Fast forward several decades: While Keith’s career has exploded (he was recently ranked by Forbes as the top earning country performer), the mezcal category in the U.S. remains infinitesimal, lurking in tequila’s shadow.

That could soon be changing, thanks to Toby Keith’s Wild Shot, a new artisanal mezcal made in the traditional way right down to the worm in the bottle. “I have spent a lot of time in Mexico over the years and learned that while all tequila is mezcal, not all mezcal is tequila. Mezcal is what the locals drink, it’s made with the wild agave—for me, it’s the authentic thing,” Keith describes. So when he made the decision to create his own spirit, mezcal was the only choice.

Keith knew the learning curve would be big. While there has been a growing interest in premium mezcal amongst mixologists, the category is still largely unknown in the U.S. “We knew we would have to educate people about what it is, we knew it had to be premium, and we knew it had to have the worm,” recalls Keith.

‘It’s All About The Worm’
Wild Shot is made with 100% green agave which is found in the wild, as opposed to the Blue Weber agave used to make tequila. The agave hearts are cooked over wood logs, as opposed to the baking technique employed in tequila production, which imparts a rich, smoky taste. Because of this, mezcal has tons more flavor than tequila, Keith believes, and is designed for sipping: “You don’t see many people sitting around sipping tequila, but that is the best way to drink this stuff. You don’t have to follow it with salt and lime, and you don’t have to mix it in a Margarita. I put it in the freezer and drink it cold straight up—it takes on a thicker, syrupy texture which is delicious.”

Instead of putting people off, the worm has become a big selling point for Wild Shot. “We’ve been educating people that the worm is unique to mezcal—and it is there to be eaten. Folklore says when eaten, the worm acts as an aphrodisiac.” That isn’t the only legend: Many believe 16th century warriors drank mezcal when they defeated their enemies.

Spreading the Word
When asked who Wild Shot’s target consumer is, Keith replies frankly: “Anyone who will drink the stuff.” It turns out that there are, in fact, a lot of people who want to drink it. Since its March release, Wild Shot has quickly established itself as the number-one premium mezcal in the U.S. market. (It’s been a big hit in Keith’s chain of restaurants, Toby Keith’s I Love This Bar & Grill, too).

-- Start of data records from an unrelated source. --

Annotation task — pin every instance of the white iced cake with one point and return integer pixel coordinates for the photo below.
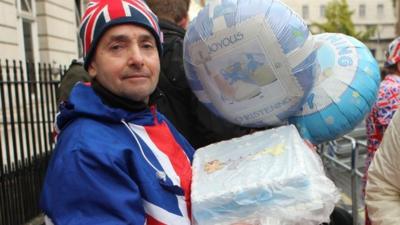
(270, 175)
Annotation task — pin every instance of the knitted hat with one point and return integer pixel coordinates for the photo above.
(393, 53)
(100, 15)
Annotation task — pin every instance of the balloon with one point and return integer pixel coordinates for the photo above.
(344, 92)
(251, 62)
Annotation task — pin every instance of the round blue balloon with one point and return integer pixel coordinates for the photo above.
(344, 92)
(251, 62)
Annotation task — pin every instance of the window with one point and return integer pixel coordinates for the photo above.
(28, 44)
(26, 6)
(305, 12)
(322, 11)
(79, 8)
(28, 39)
(361, 11)
(380, 11)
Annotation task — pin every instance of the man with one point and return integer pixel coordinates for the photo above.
(178, 103)
(383, 185)
(117, 160)
(388, 101)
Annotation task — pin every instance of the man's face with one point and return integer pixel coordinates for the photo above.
(126, 62)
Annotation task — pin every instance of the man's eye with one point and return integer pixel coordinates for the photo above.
(148, 45)
(116, 47)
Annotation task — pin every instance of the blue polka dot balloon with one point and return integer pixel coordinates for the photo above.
(252, 62)
(344, 92)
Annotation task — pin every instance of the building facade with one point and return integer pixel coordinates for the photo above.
(47, 30)
(379, 13)
(40, 30)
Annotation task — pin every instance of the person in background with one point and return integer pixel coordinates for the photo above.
(117, 160)
(178, 103)
(75, 73)
(383, 184)
(388, 101)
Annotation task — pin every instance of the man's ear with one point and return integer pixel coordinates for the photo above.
(92, 70)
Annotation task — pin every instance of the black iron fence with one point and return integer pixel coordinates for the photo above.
(28, 107)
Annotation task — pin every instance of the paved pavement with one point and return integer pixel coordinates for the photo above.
(340, 151)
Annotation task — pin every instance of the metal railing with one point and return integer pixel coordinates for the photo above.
(355, 174)
(28, 106)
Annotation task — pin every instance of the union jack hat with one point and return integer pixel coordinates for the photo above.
(100, 15)
(393, 53)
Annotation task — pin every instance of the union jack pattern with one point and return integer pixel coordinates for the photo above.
(100, 12)
(388, 101)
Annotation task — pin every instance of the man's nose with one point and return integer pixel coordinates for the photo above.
(135, 56)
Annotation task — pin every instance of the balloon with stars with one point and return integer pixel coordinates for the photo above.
(345, 90)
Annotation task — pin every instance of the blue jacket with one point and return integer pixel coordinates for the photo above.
(112, 166)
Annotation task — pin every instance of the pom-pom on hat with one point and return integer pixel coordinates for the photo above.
(100, 15)
(393, 53)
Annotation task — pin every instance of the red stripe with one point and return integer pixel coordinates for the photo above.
(115, 9)
(144, 10)
(151, 221)
(89, 27)
(165, 141)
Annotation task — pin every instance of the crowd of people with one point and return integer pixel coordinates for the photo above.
(127, 131)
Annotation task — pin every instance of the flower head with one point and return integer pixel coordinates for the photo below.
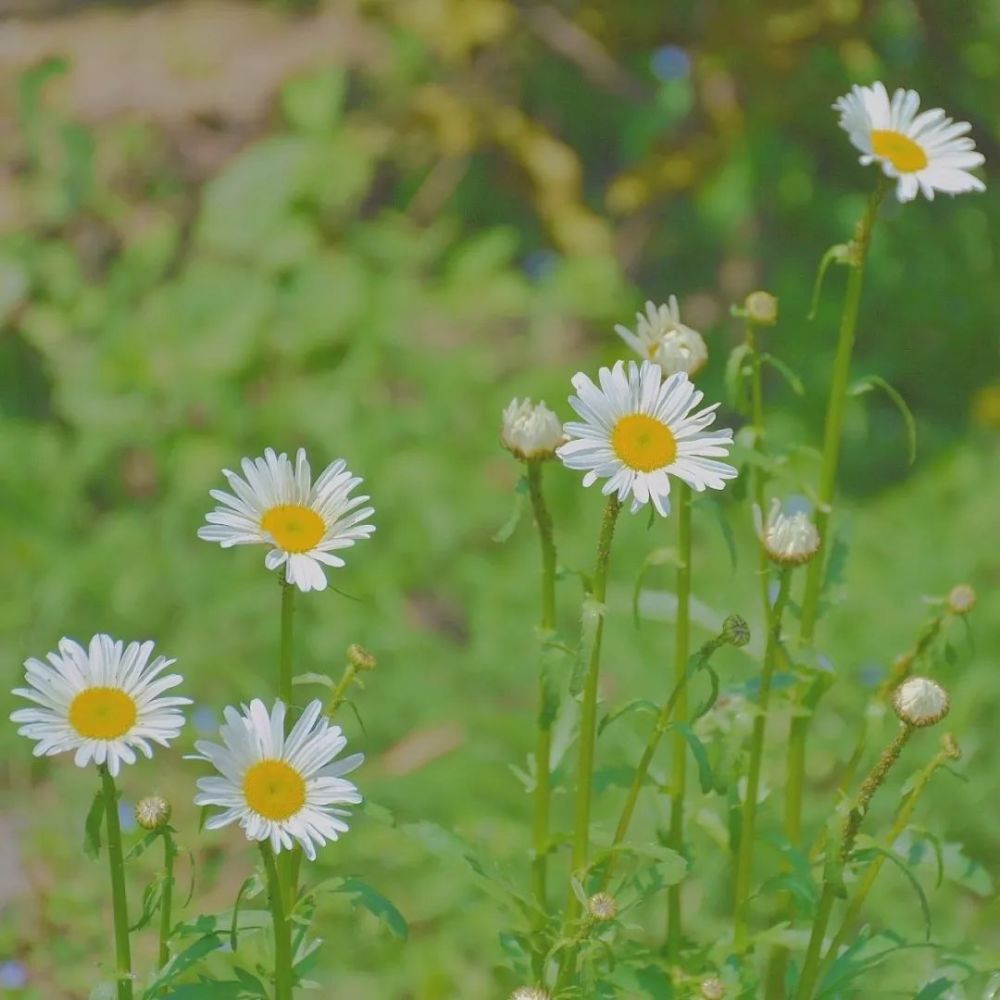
(789, 537)
(103, 702)
(530, 431)
(919, 701)
(304, 522)
(280, 789)
(662, 338)
(152, 812)
(638, 429)
(927, 152)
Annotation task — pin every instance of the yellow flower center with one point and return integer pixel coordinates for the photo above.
(294, 528)
(274, 789)
(643, 443)
(901, 151)
(102, 713)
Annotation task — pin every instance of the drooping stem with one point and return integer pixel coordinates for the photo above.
(116, 864)
(167, 895)
(853, 910)
(281, 920)
(546, 701)
(748, 825)
(678, 763)
(588, 729)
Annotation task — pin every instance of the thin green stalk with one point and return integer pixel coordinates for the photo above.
(744, 858)
(678, 764)
(167, 895)
(281, 920)
(588, 730)
(116, 864)
(865, 885)
(546, 708)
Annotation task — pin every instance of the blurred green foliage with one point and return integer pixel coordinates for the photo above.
(406, 245)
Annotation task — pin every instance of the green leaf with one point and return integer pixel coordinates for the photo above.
(870, 382)
(705, 777)
(92, 827)
(786, 372)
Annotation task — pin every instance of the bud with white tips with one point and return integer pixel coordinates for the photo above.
(919, 701)
(789, 538)
(530, 431)
(961, 599)
(153, 812)
(602, 906)
(662, 338)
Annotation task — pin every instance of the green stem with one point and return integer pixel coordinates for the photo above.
(280, 918)
(167, 896)
(678, 763)
(116, 863)
(864, 886)
(546, 706)
(744, 858)
(588, 731)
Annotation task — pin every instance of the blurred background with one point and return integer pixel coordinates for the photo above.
(362, 227)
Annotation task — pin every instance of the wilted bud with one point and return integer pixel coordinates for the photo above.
(951, 747)
(789, 539)
(762, 308)
(152, 813)
(359, 657)
(529, 431)
(735, 630)
(920, 701)
(961, 599)
(712, 988)
(602, 906)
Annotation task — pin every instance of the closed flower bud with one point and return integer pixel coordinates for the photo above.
(961, 599)
(530, 431)
(360, 658)
(602, 906)
(789, 539)
(152, 813)
(920, 701)
(762, 308)
(735, 631)
(712, 988)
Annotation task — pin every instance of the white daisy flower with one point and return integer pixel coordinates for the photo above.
(789, 536)
(638, 429)
(103, 703)
(279, 788)
(919, 701)
(530, 431)
(279, 505)
(927, 152)
(661, 337)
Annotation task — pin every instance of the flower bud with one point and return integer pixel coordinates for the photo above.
(919, 701)
(152, 812)
(529, 431)
(789, 539)
(950, 746)
(961, 599)
(735, 631)
(712, 988)
(360, 658)
(602, 906)
(761, 308)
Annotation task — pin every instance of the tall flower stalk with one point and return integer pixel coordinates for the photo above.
(678, 767)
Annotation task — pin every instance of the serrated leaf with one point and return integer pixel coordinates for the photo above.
(92, 827)
(870, 382)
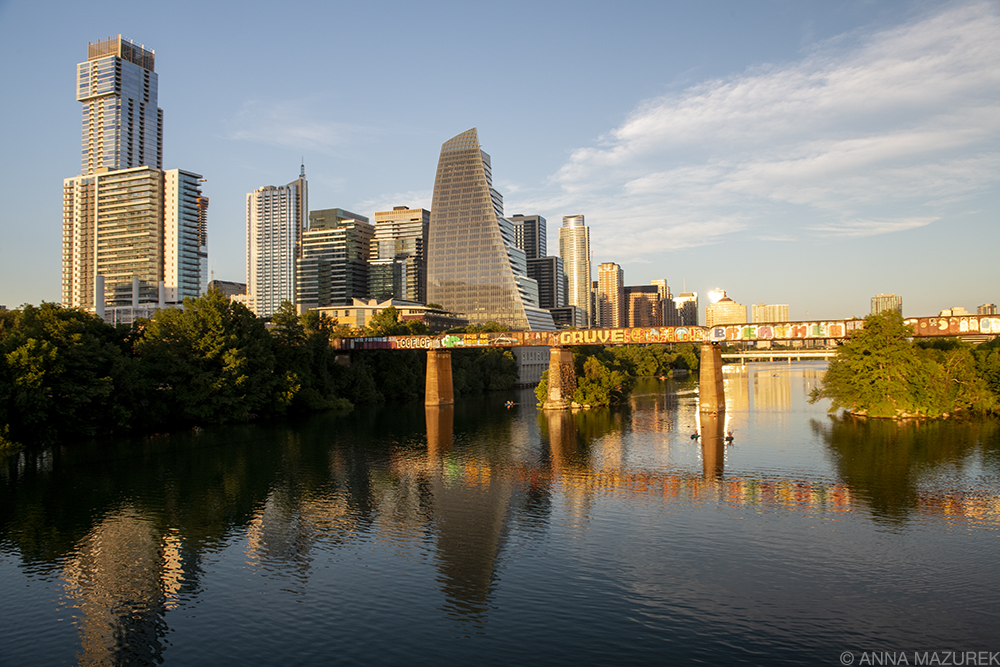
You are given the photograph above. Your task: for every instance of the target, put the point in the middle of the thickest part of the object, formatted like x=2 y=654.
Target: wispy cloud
x=901 y=120
x=293 y=124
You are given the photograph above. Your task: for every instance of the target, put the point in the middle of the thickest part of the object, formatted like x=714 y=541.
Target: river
x=486 y=535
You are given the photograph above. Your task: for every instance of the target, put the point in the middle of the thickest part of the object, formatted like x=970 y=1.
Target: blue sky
x=799 y=152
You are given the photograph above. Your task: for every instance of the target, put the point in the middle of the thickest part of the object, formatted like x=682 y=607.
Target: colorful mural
x=966 y=325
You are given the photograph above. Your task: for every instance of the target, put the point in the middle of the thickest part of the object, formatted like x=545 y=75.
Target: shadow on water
x=889 y=464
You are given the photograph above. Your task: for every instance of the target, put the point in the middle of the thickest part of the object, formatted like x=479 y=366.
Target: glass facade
x=122 y=125
x=574 y=249
x=474 y=266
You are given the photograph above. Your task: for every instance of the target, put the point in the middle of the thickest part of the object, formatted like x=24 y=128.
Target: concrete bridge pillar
x=438 y=389
x=562 y=379
x=711 y=392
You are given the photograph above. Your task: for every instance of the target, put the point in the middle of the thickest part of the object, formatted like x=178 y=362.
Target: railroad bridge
x=562 y=375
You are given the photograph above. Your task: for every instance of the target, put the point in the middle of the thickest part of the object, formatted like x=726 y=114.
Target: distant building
x=474 y=267
x=398 y=260
x=725 y=311
x=530 y=235
x=687 y=308
x=610 y=296
x=772 y=313
x=552 y=284
x=883 y=302
x=276 y=220
x=333 y=269
x=360 y=311
x=230 y=289
x=574 y=249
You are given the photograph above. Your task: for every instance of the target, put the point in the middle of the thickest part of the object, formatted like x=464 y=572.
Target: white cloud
x=902 y=120
x=292 y=124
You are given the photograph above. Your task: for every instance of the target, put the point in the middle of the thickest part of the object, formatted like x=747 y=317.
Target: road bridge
x=562 y=376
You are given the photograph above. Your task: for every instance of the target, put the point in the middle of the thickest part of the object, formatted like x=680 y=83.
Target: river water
x=478 y=534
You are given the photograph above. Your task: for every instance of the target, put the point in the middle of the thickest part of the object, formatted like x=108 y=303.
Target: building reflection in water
x=123 y=575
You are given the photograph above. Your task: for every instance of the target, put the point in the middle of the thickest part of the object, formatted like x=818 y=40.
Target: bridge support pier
x=711 y=392
x=562 y=379
x=438 y=388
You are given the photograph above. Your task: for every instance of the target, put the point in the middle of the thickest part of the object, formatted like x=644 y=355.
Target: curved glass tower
x=474 y=267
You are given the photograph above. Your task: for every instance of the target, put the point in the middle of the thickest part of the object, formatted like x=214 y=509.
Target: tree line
x=65 y=373
x=881 y=371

As for that learning curve, Keith is finding it fairly easy to overcome. “When people think they are drinking tequila, they are surprised when they taste Wild Shot because it is so different. But when you describe it as merely a clear spirit and people approach it with an open mind, they love it. I’ve had many tell me it tastes like single malt Scotch.” Which is how it should be consumed, he insists: “Mezcal is the new kid on the block, so it doesn’t get the opportunity to be poured straight. I wouldn’t recommend shaking and straining it with ice—it really dilutes the flavor.”